Edy melanjutkan, pada 1918 Pemko Medan meminta sebagian kecil dari tanah-tanah itu untuk pengembangan Kota Medan. "Itu lah daerah Hermes sekarang, Mongonsidi. Jadi berkurang lah tanah itu dan dilepas Sultan Deli. Jadi bukan mintanya sama Belanda.
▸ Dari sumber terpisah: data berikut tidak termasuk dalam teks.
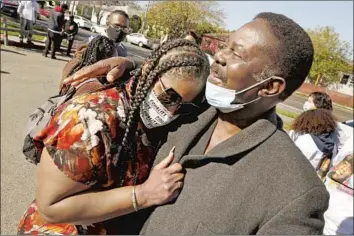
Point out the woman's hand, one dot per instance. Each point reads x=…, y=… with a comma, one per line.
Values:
x=113, y=68
x=163, y=185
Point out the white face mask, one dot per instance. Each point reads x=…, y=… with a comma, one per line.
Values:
x=222, y=98
x=153, y=113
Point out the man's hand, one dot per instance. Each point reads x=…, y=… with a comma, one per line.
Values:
x=113, y=68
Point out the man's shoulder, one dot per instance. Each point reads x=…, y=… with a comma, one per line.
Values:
x=122, y=50
x=287, y=160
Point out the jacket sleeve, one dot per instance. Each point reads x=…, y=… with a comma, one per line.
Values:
x=302, y=216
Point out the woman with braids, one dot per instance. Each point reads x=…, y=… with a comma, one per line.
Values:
x=313, y=132
x=98, y=148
Sari Rejo itu luasnya 260 hektare, di luar lahan-lahan yang untuk bercocok tanam oleh masyarakat," jelasnya.
Menurut Edy, itu sebenarnya tanah-tanah yang dialokasikan untuk pertahanan dan keamanan kemudian beralih fungsi."Pengelolaan yang dikasih negara kepada TNI AU berpindah menjadi hak pakai dan kemudian pindah kepada pihak ketiga. Kalau memang masih bisa diusut, ya diusut," tuturnya.
Putusan Mahkamah Agung (MA) telah mengabulkan sebagian dari tuntutan penggugat (warga) yang kabulkan mereka sah sebagai penggarap, bukan pemilik tanah. Untuk itu, kata Edy, jika dilihat dari sejarah, tanah itu juga bukan milik TNI AU. “Itu tanah Kesultanan Deli dan Kedatukan Sukapiring. TNI AU tidak berhak juga, namun tanah itu belum dilepas dari hak milik Menteri Pertahanan dan belum dikeluarkan dari aset mereka. Makanya TNI AU bilang tanah itu bukan milik Sultan Deli," ucapnya.
Dalam kasus ini, lanjut Edy, Badan Pertanahan Nasional (BPN) tidak bisa disalahkan. Sebab, BPN akan mensertifikasi satu lahan kalau situasinya sudah bersih dan tidak ada lagi silang sengketa. “Saya juga sudah berkali-kali sosialisasi di kalangan warga. banyak yang paham, banyak juga yang nggak paham," tambahnya.
Edy juga menjelaskan, jika menggunakan sistem hukum perdata, dapat dirujuk dari Pasal 1963 KUHPerdata yakni orang yang menguasai satu bidang tanah secara terus menerus lebih dari 30 tahun, tidak perlu lagi menunjukan alas hak apa pun. Sepanjang terus menerus dan mengelola itu dengan baik maka akan mendapatkan sebidang tanah atau disebut veriaring.
"Sebenarnya masyarakat disitu kuat kalau mau pakai hukum perdata. Gugat sekali lagi minta sebagai pemilik pakai hukum perdata. Tapi nanti memang Sultan Deli bisa intervensi juga karena asal usul tanahnya dari siapa," tegasnya.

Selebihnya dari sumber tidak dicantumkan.